周明杰的脸,红一阵白一阵,嘴唇哆嗦着,一句话也说不出来。
赵翠花站在旁边,脸上的表情从震惊变成了愤怒,又变成了绝望。
“周明杰,我给你三天时间,把你爸妈、你舅舅,全部送走。三天以后,我再来,如果他们还住在这里,我就直接换锁,你们一家人,连行李都别想拿走。”
我说完这句话,转身走出了那扇门。
我走出去的时候,听到身后传来安然的哭声,还有赵翠花歇斯底里的叫骂声,以及周明杰低三下四的哀求声。
我没有回头。
三天后,我再次去了那套房子。
门开着,屋里空荡荡的。
赵翠花、周大勇、周明杰的舅舅,全部不见了。客厅里那些乱七八糟的东西,也都不见了。房子被收拾得干干净净,像是从来没有人住过一样。
安然坐在客厅的沙发上,眼睛肿得像核桃一样。
“妈,他们走了。”
“周明杰呢?”
“他也走了。”
“去哪儿了?”
“他说,他带他爸妈去租房子了。他说,他以后再也不会来了。”
我走过去,坐在她身边,握住了她的手。
“安然,你恨妈吗?”
安然摇了摇头,眼泪又掉了下来。
“妈,我不恨你。我恨我自己。恨我自己太傻了,以为他是真心对我好,以为他跟他爸妈不一样。我一直在骗自己,觉得只要我忍一忍,日子就会好起来。但我知道,你才是对的。”
“妈,对不起,我给你丢人了。”
我抱着她,眼泪也掉了下来。
“傻孩子,你是我女儿,你永远都不会给我丢人。”
那天晚上,我陪安然住在那个房子里。
我们娘俩聊了一整夜,安然跟我说了很多,关于周明杰的,关于他爸妈的,关于那些她从来没有跟我说过的委屈。
我听完之后,心里只有一个念头——我收回那套房子,做对了。
后来,安然跟周明杰离了婚。
离婚手续办得很顺利,因为周明杰没有脸来争。他知道,那套房子不可能是他的。他连争的资格都没有。

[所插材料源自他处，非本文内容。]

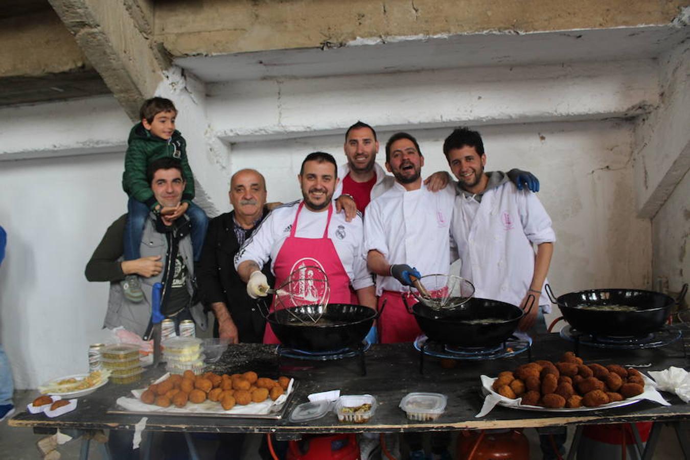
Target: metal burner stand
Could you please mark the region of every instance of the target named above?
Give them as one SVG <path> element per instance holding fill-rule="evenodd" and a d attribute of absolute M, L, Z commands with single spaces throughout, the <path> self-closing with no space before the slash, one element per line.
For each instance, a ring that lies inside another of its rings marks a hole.
<path fill-rule="evenodd" d="M 529 337 L 522 339 L 511 336 L 493 348 L 462 348 L 429 340 L 426 335 L 420 335 L 415 340 L 414 347 L 420 352 L 420 374 L 424 373 L 424 356 L 426 354 L 442 359 L 479 361 L 509 358 L 526 351 L 528 359 L 532 361 L 532 339 Z M 430 347 L 440 350 L 437 351 Z"/>
<path fill-rule="evenodd" d="M 580 346 L 612 350 L 644 350 L 657 348 L 673 343 L 682 337 L 678 328 L 664 327 L 662 329 L 642 337 L 607 337 L 581 332 L 568 325 L 561 329 L 560 337 L 574 343 L 573 352 L 580 355 Z M 684 353 L 686 352 L 684 347 Z"/>
<path fill-rule="evenodd" d="M 364 352 L 368 350 L 371 346 L 371 344 L 365 340 L 355 347 L 321 353 L 296 350 L 279 345 L 275 348 L 275 352 L 278 354 L 278 365 L 280 366 L 282 366 L 282 360 L 285 358 L 322 362 L 345 359 L 347 358 L 358 358 L 359 372 L 362 376 L 364 377 L 366 375 L 366 362 L 364 359 Z"/>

安然消沉了一段时间,但很快就振作了起来。她换了一份工作,换了新的发型,开始重新过自己的生活。
有一天,她突然跟我说:“妈,我想明白了。”
“想明白什么了?”
“我以前觉得,你跟我爸对我太好了,好到让我觉得,我什么都不用操心,什么都不用想。所以我才会那么轻易地相信别人,觉得全世界都会像你们一样对我好。”
“但现在我知道了,这个世界上,真正对我好的人,只有你跟我爸。其他人对我的好,都是有条件的。他们对我好,是因为我背后有你们。”
我看着她,眼眶有些湿了。
“安然,你长大了。”
她笑了笑,说:“妈,我早就该长大了。”
后来,周明杰来找过安然一次。
他站在那套房子楼下,给安然打电话,说自己后悔了,想让安然再给他一次机会。
安然接了我的电话,说:“周明杰,你后悔了,是因为你发现,你离开了我,连个住的地方都没有。你失去的,不是我,是我妈给你的那套房子。”
“你走吧,以后别来了。”
周明杰在楼下站了很久,最后还是走了。
我看着他的背影,心里没有一丝波澜。
有些人,你对他好,他以为你欠他的。
有些爱,你给得太满,他就不懂得珍惜了。
那套房子,我后来没有卖,也没有收回。我把它过户给了安然,让她自己决定怎么处理。
安然说,她暂时不想住那套房子了,想自己租个小房子住一段时间,等心里那道坎彻底过去了,再搬回去。
我说,行,你高兴就好。
我不在乎那套房子,我在乎的,是安然的幸福。
但我也明白了一个道理——对女儿好,不是给她多少钱、多少房子,而是让她学会在这个世界上,保护自己。
房子可以收回,但女儿的人生,不能重来。